In the single-ascending dose portion of the trial, 30% (9 of 30) of patients administered ARK-015 and 50% (5 of 10) of those treated with placebo experienced an adverse event (AE). Similarly, in the multiple-ascending-dose section of the trial, AEs were observed in 35% (7 of 20) and 67% (4 of 6) of patients in the SRK-015 and placebo groups, respectively.

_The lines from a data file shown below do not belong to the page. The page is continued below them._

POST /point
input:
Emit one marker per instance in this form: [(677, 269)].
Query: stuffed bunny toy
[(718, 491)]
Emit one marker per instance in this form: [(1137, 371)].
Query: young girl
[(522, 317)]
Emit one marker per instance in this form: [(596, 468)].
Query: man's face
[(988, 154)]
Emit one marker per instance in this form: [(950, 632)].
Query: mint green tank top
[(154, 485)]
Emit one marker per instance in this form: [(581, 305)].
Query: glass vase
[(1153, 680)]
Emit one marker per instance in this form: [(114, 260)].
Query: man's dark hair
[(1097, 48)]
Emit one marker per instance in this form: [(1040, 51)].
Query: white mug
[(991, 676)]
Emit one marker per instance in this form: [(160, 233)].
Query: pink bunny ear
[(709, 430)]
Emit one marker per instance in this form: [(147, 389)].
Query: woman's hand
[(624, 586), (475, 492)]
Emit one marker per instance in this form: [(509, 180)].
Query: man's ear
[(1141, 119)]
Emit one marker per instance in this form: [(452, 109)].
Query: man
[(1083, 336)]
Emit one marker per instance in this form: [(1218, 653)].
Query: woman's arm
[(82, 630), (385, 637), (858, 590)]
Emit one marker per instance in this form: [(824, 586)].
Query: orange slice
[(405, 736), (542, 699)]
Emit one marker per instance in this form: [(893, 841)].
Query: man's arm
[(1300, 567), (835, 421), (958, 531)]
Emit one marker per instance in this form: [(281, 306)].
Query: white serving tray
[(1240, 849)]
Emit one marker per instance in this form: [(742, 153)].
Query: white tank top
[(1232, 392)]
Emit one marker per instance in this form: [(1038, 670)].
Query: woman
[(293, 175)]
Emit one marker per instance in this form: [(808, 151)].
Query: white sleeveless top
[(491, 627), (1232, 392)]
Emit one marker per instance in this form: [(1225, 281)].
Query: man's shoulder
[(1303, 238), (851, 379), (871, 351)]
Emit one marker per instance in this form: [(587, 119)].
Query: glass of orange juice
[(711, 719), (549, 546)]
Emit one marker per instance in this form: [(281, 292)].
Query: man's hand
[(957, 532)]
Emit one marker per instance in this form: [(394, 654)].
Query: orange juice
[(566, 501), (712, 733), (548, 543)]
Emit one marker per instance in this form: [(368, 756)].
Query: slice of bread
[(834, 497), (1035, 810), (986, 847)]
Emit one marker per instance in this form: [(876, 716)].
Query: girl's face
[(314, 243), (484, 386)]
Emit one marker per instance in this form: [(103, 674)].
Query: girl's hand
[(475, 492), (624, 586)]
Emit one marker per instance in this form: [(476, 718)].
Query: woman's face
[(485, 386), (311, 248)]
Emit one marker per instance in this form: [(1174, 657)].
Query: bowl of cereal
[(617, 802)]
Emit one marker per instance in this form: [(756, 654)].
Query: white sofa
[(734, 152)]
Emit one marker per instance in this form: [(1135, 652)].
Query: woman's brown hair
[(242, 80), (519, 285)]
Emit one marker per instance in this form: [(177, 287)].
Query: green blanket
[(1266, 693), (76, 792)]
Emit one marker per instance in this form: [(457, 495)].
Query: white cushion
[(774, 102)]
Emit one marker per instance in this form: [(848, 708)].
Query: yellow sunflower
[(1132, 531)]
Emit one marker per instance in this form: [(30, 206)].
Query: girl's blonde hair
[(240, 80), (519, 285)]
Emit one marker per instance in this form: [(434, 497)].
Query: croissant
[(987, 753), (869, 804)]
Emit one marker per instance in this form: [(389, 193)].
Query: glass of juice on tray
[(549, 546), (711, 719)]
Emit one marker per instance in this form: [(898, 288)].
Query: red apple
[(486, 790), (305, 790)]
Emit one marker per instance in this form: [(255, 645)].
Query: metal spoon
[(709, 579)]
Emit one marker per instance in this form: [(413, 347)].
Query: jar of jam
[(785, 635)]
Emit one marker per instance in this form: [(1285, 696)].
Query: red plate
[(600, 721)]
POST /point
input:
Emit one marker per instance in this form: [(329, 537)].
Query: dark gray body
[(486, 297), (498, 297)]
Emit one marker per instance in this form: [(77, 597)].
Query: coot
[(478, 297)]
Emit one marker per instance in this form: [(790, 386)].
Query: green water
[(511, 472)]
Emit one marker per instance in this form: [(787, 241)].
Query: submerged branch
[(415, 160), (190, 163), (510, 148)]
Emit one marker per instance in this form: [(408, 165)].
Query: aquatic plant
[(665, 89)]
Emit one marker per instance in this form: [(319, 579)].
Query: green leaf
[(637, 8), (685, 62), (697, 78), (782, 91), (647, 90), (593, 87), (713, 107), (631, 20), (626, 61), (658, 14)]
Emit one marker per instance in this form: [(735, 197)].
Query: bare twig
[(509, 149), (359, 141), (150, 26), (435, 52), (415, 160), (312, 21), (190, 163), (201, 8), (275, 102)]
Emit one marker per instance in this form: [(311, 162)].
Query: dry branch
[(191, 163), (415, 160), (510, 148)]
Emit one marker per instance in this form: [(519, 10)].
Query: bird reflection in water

In addition, no discontinuations due to treatment-related AEs were reported, as well as no hypersensitivity reactions or deaths. A single patient treated with SRK-015 experienced 1 serious AE—an instance of gallstone-induced pancreatitis. A trial investigator deemed it unrelated to the treatment. As well, immunogenicity, evaluated by anti-drug antibody testing, was negative for all SRK-015-treated subjects in the trial.
The FDA previously granted the myostatin activation inhibitor an orphan drug designation, and the European Commission has similarly given it an orphan medicinal product designation, for the treatment of SMA.
The phase 2 TOPAZ study is anticipating enrollment of about 50 to 60 patients with SMA types 2 and 3. All participants will receive intravenous injections of SRK-015 every 4 weeks, either alone or in combination with an approved SMN upregulator agent, for up to 12 months. Investigators will measure motor function changes using the Hammersmith Functional Motor Scale-Expanded (HFMSE) in non-ambulatory patients and the Revised Hammersmith Scale (RHS) in ambulatory patients.2
Preliminary safety and efficacy findings from TOPAZ are expected to be announced during the first half of 2020, and the study should be completed by the first half of 2021, according to Scholar Rock.
1. Scholar Rock Announces Positive Final Results from Phase 1 Clinical Trial of SRK-015 in Healthy Volunteers [press release]. Cambridge, MA: Scholar Rock; Published June 5, 2019. apnews.com/Globe%20Newswire/cffc9244c4efe20ea3ca3091ec2c12a5. Accessed June 6, 2019.
2. Scholar Rock Announces Positive Interim Results from Phase 1 Trial of SRK-015 in Healthy Volunteers and Updates on Future Development Plans [press release]. Cambridge, MA: Scholar Rock; Published February 26, 2019. globenewswire.com/news-release/2019/02/26/1742261/0/en/Scholar-Rock-Announces-Positive-Interim-Results-from-Phase-1-Trial-of-SRK-015-in-Healthy-Volunteers-and-Updates-on-Future-Development-Plans.html. Accessed June 6, 2019.